I’m glad you’re here. I want to tell you a bit of news.
Almost two weeks ago, my GP sent me off for some tests, after I went to see her complaining of increasing shortness of breath. She mmmm-ed in a concerned way as she listened to my chest, and that mmmm confirmed to me what I knew instinctively – something wasn’t right.
Things had gotten to the point where getting through the supermarket checkout, walking back to the car and loading the groceries left me panting, and getting dressed left me breathless. I was avoiding seeing people if it meant any level of physical exertion, and even waking up in the night, coughing and short of breath. That’s not normal for a girl of any size.
Before that day was over, I was packing a bag and heading for the emergency department of the local public hospital, at my doctor’s behest.
I spent a total of seven hours in the most uncomfortable chairs in the world. (Seriously, those chairs sucked, hard. Someone call the OH&S team.)
After surviving the chairs, I spent another seven hours in a bed in emergency, and was then admitted to the cardiac care unit. There’s a clue.

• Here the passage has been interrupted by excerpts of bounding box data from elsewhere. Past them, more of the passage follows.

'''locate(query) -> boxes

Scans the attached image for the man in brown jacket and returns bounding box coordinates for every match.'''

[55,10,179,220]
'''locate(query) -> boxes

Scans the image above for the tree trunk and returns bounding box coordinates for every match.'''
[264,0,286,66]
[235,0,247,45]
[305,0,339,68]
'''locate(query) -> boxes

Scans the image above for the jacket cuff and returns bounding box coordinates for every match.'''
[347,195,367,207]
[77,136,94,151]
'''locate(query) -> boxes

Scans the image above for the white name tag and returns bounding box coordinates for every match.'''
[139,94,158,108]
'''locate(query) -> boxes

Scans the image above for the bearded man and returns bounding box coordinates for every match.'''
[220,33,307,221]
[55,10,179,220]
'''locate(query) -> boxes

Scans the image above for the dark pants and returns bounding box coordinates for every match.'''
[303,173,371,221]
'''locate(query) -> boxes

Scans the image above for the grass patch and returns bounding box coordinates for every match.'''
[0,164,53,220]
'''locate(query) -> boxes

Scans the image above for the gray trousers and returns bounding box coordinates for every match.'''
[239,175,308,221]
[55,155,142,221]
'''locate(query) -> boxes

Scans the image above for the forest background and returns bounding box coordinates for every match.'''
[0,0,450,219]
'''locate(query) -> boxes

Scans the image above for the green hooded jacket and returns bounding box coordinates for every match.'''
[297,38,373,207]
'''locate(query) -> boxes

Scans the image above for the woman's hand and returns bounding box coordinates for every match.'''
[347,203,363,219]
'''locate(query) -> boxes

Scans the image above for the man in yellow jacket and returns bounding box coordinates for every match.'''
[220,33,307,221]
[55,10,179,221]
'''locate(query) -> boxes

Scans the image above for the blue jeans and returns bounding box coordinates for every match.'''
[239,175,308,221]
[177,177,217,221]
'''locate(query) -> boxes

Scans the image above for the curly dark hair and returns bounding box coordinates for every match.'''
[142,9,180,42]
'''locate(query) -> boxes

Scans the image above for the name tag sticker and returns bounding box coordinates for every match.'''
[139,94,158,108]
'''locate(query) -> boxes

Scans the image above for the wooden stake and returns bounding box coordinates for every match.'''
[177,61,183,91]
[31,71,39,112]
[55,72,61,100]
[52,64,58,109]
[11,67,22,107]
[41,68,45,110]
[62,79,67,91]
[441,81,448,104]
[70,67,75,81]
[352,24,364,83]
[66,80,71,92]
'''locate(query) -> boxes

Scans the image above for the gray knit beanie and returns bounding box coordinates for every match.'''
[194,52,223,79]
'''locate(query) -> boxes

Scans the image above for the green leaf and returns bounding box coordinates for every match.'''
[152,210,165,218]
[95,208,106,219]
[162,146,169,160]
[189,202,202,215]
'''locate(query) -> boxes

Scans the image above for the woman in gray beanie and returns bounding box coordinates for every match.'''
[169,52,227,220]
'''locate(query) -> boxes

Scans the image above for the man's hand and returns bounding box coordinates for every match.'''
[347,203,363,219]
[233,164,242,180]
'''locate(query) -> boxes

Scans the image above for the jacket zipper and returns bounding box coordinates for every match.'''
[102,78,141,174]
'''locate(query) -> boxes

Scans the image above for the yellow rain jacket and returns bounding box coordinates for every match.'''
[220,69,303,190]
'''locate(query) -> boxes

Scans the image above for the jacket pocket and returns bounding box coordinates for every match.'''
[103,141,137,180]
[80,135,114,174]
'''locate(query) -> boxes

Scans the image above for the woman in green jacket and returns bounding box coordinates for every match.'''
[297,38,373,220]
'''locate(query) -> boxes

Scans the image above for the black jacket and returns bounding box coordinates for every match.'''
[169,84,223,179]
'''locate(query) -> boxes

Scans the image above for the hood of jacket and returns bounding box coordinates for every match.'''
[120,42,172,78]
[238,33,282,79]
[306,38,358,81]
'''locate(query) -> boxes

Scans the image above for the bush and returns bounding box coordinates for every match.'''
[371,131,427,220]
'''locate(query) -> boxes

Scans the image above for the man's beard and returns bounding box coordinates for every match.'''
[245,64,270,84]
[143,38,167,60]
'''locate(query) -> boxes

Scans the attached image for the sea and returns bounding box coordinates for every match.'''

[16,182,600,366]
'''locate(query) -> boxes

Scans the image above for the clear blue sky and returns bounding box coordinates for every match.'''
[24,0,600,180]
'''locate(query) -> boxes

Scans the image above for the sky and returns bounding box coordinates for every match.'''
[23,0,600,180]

I don’t mind telling you, there were a few tears that Friday morning. Once I’d run the gauntlet of the emergency department, and adrenaline turned to tiredness, there was time to contemplate the words of the various doctors I’d seen over the past 14 hours. Heart failure. Gulp.
Once I’d levelled up to a bed in the emergency department, the young doctor pulling the night shift asked me if I had any questions for her.
Just one – is this going to kill me? I like to cut to the chase.
She said no, not in an entirely convincing manner, bless her, but it was well into the wee small hours by then. I think the directness of my question surprised her a little.
Heart failure is a terrible name for an illness, don’t you think? I know I do. It’s a scary one too.
All up I spent five nights in hospital, and have nothing but praise for the level of care I received. Nurses are incredible. Doctors too. I don’t know how they do what they do, but I’m bloody grateful for their expertise and compassion. Even the food was passable. I felt better than I had in months, within a day or two.
I had a long chat with my GP today, and though I still feel like my head is swimming with new information, and we don’t have all the answers yet, I do feel like I can get my head around it all, incrementally. It’s a whole new world, but I can adapt to it. Goodbye potato chips, hello apples. I’m even thinking about buying a bread maker.
I’ve been resting, reading food labels and googling like nobody’s business – but steering well clear of the “cure yourself with lemons” brigade. I’ll take my advice from reputable scientific sources, thanks.
There’s a plan coming together, and I feel very, VERY lucky to have access to the level of expert care and assistance that I do. I even went back to work today, which was great in its ordinariness, if a bit tiring.
My pump may be a bit fucked, but it’s not over yet.